Alex Getty
Alex Getty

Reputation: 1727

Nesting data in D3.js

I am trying to familiarize myself with D3 and having a hard time getting data in the right format. I have an array of objects that each have a "date" key within them and I'm trying to use d3.nest to group them by date, but can't even get the example to work (taken from https://github.com/mbostock/d3/wiki/Arrays). I've watered it down to bare essentials, but the code is taken right from the d3 wiki.

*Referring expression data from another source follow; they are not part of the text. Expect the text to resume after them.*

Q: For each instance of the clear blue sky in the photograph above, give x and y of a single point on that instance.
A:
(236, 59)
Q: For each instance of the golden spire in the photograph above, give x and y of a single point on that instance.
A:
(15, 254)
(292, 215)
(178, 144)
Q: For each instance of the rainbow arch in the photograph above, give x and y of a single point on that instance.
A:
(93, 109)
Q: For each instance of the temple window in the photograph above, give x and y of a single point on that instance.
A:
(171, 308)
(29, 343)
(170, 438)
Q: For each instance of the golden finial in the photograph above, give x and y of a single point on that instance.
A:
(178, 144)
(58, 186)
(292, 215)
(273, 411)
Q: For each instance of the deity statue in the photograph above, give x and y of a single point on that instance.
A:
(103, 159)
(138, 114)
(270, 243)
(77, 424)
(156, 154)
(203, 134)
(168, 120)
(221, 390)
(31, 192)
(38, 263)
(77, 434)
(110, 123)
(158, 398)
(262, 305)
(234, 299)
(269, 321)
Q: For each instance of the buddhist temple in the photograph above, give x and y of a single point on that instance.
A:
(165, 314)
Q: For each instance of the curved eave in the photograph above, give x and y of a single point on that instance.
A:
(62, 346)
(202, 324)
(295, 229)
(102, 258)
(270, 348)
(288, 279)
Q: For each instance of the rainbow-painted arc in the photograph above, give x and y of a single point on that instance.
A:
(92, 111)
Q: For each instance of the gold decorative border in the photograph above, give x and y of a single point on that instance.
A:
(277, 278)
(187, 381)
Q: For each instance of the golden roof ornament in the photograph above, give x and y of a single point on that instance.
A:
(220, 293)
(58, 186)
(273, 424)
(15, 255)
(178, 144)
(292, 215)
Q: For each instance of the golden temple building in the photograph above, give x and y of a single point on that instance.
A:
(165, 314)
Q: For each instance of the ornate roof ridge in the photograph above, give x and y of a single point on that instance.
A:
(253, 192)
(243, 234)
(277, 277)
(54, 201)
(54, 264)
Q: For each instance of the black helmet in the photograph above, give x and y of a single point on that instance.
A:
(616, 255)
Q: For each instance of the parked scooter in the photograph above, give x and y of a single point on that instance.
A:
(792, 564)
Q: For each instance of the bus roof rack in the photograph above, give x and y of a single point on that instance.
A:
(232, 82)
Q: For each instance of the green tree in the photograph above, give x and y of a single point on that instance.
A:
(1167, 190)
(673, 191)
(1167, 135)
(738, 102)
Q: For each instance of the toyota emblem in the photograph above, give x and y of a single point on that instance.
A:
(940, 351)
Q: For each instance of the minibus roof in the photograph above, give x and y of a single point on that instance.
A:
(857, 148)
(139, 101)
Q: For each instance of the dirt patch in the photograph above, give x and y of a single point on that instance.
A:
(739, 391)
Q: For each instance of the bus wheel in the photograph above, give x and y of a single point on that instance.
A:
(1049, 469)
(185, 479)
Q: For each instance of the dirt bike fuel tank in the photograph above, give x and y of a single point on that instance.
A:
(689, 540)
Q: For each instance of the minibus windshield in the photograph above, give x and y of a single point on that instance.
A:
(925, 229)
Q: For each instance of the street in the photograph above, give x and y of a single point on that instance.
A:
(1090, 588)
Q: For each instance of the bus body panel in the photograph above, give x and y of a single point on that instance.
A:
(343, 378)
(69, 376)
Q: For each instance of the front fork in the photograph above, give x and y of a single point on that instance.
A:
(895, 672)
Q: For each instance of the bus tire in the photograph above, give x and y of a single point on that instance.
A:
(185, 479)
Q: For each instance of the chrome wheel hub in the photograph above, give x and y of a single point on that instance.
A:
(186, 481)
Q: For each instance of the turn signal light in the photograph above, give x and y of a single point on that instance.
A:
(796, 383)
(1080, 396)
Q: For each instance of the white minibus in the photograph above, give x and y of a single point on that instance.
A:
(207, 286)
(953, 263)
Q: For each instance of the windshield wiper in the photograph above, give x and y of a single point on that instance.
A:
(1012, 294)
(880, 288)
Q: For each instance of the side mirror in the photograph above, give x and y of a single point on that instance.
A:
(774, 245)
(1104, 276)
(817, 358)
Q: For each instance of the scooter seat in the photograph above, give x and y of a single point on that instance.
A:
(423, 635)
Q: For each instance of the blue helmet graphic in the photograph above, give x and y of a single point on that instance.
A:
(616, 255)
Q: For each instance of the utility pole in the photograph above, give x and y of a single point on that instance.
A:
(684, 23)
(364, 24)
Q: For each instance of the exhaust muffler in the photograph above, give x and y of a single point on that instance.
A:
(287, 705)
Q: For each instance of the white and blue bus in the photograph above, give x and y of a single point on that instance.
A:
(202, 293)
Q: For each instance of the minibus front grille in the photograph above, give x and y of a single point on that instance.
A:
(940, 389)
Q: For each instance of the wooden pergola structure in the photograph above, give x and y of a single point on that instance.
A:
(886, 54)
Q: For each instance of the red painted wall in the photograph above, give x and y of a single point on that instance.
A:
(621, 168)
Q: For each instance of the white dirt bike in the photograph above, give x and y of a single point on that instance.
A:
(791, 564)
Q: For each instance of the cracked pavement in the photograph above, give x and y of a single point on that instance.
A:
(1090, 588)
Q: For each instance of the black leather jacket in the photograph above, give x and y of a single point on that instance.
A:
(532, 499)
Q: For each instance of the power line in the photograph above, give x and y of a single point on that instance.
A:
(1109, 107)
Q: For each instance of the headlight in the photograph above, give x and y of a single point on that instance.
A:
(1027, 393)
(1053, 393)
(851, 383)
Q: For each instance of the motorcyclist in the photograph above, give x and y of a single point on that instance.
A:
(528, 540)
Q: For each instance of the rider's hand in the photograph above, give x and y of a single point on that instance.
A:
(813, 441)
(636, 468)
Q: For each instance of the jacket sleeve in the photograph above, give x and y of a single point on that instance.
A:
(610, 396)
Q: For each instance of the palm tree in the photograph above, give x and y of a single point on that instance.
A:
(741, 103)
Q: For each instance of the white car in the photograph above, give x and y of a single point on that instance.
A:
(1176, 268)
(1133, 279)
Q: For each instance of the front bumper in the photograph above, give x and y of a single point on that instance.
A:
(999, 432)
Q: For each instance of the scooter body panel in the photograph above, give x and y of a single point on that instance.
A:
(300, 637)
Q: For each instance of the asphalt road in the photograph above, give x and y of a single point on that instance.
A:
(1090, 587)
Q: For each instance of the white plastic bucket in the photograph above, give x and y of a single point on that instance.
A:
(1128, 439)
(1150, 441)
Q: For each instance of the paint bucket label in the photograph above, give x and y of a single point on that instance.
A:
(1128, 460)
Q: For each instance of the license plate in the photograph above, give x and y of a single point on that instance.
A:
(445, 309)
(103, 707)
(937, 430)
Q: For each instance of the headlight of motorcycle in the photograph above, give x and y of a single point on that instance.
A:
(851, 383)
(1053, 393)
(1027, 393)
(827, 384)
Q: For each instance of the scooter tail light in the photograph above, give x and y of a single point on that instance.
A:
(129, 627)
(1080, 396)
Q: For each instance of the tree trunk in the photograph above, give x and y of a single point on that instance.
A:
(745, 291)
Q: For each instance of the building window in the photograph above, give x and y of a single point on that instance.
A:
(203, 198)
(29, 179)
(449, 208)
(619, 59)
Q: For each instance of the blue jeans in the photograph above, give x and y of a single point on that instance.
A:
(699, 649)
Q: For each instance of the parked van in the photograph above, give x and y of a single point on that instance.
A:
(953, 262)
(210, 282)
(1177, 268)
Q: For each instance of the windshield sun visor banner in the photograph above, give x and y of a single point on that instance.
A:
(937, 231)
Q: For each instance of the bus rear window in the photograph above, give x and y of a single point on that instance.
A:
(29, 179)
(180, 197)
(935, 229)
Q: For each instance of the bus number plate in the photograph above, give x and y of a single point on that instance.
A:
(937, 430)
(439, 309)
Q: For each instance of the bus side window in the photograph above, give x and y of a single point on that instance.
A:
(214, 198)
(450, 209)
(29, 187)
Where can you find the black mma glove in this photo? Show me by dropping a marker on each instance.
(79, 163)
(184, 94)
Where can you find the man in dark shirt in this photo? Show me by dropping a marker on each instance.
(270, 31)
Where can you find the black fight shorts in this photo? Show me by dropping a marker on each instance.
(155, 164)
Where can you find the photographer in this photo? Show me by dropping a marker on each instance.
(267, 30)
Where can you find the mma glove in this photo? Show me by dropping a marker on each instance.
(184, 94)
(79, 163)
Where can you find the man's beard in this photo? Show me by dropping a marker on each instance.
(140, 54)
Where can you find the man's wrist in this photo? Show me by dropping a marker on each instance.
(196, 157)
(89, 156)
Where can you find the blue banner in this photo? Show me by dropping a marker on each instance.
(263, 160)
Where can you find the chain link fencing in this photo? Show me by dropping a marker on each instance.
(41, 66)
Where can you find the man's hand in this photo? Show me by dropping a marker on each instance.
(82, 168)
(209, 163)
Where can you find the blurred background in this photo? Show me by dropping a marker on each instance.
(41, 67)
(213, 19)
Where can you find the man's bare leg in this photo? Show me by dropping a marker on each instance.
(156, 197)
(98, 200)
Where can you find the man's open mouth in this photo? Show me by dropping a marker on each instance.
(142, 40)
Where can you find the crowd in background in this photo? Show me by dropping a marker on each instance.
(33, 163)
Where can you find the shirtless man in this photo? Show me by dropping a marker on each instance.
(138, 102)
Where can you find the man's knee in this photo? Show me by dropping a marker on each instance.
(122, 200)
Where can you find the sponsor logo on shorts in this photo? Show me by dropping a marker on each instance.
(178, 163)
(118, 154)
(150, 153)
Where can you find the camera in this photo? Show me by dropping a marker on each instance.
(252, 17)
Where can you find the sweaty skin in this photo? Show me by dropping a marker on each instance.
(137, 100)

var yields = [{yield: 27.00, variety: "Manchuria", year: 1931, site: "University Farm"},
              {yield: 48.87, variety: "Manchuria", year: 1931, site: "Waseca"},
              {yield: 27.43, variety: "Manchuria", year: 1932, site: "Morris"}]

var nest = d3.nest()
    .key(function(d) { return d.year; })
    .entries(yields);

According to the wiki, this should organize the data in the following structure:

[{key: 1931, values: [
    {yield: 27.00, variety: "Manchuria", year: 1931, site: "University Farm"},
    {yield: 48.87, variety: "Manchuria", year: 1931, site: "Waseca"}]},
 {key: 1932, values: [
    {yield: 27.43, variety: "Manchuria", year: 1932, site: "Morris"}]}
]

but when checking using console.dir(yields) I get the same flat structure as before using d3.nest. Since I can't even get the example from the documentation working, I have no idea what to try next. Help a noob out?

Upvotes: 2

Views: 3697

Answers (1)

Andrew Mao
Andrew Mao

Reputation: 36940

You want to look at nest, not yields. yields is what you passed in and nest is what you get out. yields doesn't change.

The d3 wiki could have written things in a more readable way:

var nest = d3.nest()
    .key(function(d) { return d.year; })

var nested = nest.entries(yields);

Now, nest is an object you can reuse for similar data with year keys, and nested is the output of one yields. The key function returns the nest object itself, but entries returns new nested data.